The Google Marketing Services deployed by us include the “Google AdWords” online advertising program. Google AdWords supplies every AdWords customer with a different “conversion cookie”. This means that cookies cannot be traced via the websites of AdWords customers. The information obtained using the cookie enables conversion statistics for AdWords customers to be produced who have opted for conversion tracking. The AdWords customers are notified of the total number of users who clicked their advertisement and were forwarded to a page containing a conversion tracking tag. However, they are not given any information that could be used to personally identify users. 

We may involve third parties on the basis of the “DoubleClick” Google marketing services.

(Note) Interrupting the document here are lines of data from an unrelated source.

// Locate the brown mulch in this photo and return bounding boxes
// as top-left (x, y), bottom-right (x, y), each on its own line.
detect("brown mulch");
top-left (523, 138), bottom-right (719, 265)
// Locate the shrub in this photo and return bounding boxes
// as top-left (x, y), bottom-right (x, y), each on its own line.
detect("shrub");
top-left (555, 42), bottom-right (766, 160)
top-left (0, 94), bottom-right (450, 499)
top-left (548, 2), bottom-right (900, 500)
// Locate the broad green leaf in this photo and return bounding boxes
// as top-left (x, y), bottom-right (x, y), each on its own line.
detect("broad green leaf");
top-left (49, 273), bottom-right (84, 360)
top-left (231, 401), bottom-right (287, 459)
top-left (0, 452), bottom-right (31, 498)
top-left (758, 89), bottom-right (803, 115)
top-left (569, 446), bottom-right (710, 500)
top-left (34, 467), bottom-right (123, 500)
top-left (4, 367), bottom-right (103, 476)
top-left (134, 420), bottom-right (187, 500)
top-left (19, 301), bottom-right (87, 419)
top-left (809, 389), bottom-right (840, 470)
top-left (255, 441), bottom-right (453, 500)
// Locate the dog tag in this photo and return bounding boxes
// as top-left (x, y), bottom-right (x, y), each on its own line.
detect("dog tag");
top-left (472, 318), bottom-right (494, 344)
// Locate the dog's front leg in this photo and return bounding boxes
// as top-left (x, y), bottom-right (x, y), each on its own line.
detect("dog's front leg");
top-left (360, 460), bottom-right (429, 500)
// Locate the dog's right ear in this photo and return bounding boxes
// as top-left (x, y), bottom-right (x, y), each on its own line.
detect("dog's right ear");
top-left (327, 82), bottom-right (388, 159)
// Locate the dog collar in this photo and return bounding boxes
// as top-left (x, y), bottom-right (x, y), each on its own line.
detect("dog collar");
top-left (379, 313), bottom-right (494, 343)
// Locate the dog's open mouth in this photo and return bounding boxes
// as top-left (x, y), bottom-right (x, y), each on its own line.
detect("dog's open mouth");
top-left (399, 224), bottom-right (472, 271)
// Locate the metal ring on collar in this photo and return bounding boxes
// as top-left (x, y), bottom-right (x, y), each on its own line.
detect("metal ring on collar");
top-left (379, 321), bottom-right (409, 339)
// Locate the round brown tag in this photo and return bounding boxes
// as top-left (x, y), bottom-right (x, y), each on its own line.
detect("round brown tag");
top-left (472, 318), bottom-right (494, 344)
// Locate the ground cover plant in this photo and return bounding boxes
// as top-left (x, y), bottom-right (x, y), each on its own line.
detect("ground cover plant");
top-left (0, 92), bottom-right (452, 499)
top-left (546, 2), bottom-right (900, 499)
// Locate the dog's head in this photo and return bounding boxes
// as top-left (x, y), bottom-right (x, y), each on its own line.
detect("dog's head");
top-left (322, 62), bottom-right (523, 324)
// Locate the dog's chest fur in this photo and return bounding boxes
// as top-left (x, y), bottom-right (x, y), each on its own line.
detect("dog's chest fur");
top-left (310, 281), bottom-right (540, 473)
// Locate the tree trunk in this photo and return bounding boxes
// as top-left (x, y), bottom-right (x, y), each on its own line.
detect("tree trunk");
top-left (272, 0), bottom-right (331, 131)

DoubleClick uses cookies that enable Google and its partner websites to place advertisements on the basis of users’ visits to this website and other websites on the Internet. 

Additionally, we may deploy the “Google Tag Manager” to integrate and manage the Google analytics and marketing service within our website. 

For further information on data usage for marketing purposes by Google, refer to the overview page: https://www.google.com/policies/technologies/advertisements; Google’s privacy policy can be accessed at https://www.google.com/policies/privacy. 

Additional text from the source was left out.